Airflow uses SQLAlchemy to connect to the metadata database. The metadata database stores the information about Airflow configurations, user information, roles and policies, and statistics of each DAG state, run, and task.

You can configure databases supported by SQLAlchemy to host Airflow metadata. The most common databases are:
  1. Postgres
  2. MySQL
  3. SQLite

While SQLite is the default database on Apache Airflow, the Airflow community recommends Postgres for most use cases. For more details, see Set up a Database Backend.

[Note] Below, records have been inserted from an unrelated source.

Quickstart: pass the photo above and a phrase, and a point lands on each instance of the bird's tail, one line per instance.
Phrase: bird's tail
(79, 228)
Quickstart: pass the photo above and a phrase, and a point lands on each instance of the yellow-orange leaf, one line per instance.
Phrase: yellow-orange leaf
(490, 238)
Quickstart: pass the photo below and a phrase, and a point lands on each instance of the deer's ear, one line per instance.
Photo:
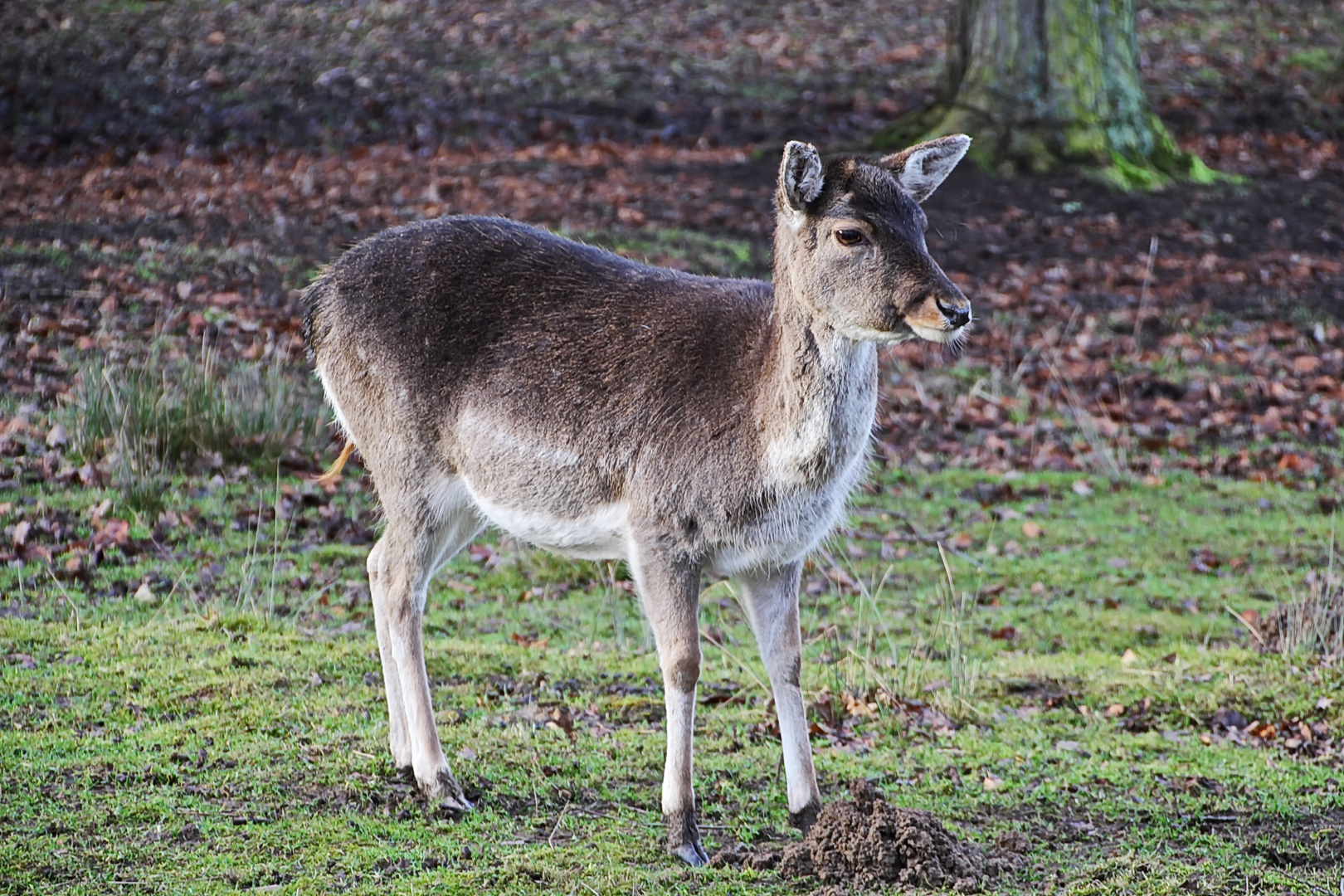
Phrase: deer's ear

For a list of the supported databases, see Choosing database backend.

Procedure

  1. Configure the remote database for Airflow. See Set up a Database Backend.
  2. Update <AIRFLOW-HOME>/conf/airflow.cfg with your SQLAlchemy connection string.
    • For PostgreSQL, update <AIRFLOW-HOME>/conf/airflow.cfg with:

      postgresql+psycopg2://<user>:<password>@<host>/<db>

    • For MySQL, update <AIRFLOW-HOME>/conf/airflow.cfg with:

      mysql+mysqldb://<airflow-user>:<airflow-password>@<host>[:<port>]/<airflow-dbname>

      To connect to MySQL from Airflow, install the mysqlclient.
      1. Run . <airflow_home>/build/env/bin/activate
      2. Run pip install mysqlclient==2.2.0
      3. Run deactivate
  3. Create the database schema using the steps that apply to the currently installed EEP. To identify the EEP that is installed, see Checking the EEP Version:
    • EEP 9.2.0 and later:
      1. Run the airflow db migrate command to initialize the database:
        airflow db migrate
      2. Run the airflow connections create-default-connections command to create default connections:
        airflow connections create-default-connections
    • EEP 9.1.x and earlier:
      airflow db init
  4. After the database configuration completes, create a user by following the steps in the Command Line Interface and Environment Variables Reference. For example:
    airflow users create --username mapr --firstname mapr --lastname mapr -p mapr --role Admin --email admin@example.org
  5. Restart Airflow services as described in Starting, Stopping, and Restarting Airflow Services.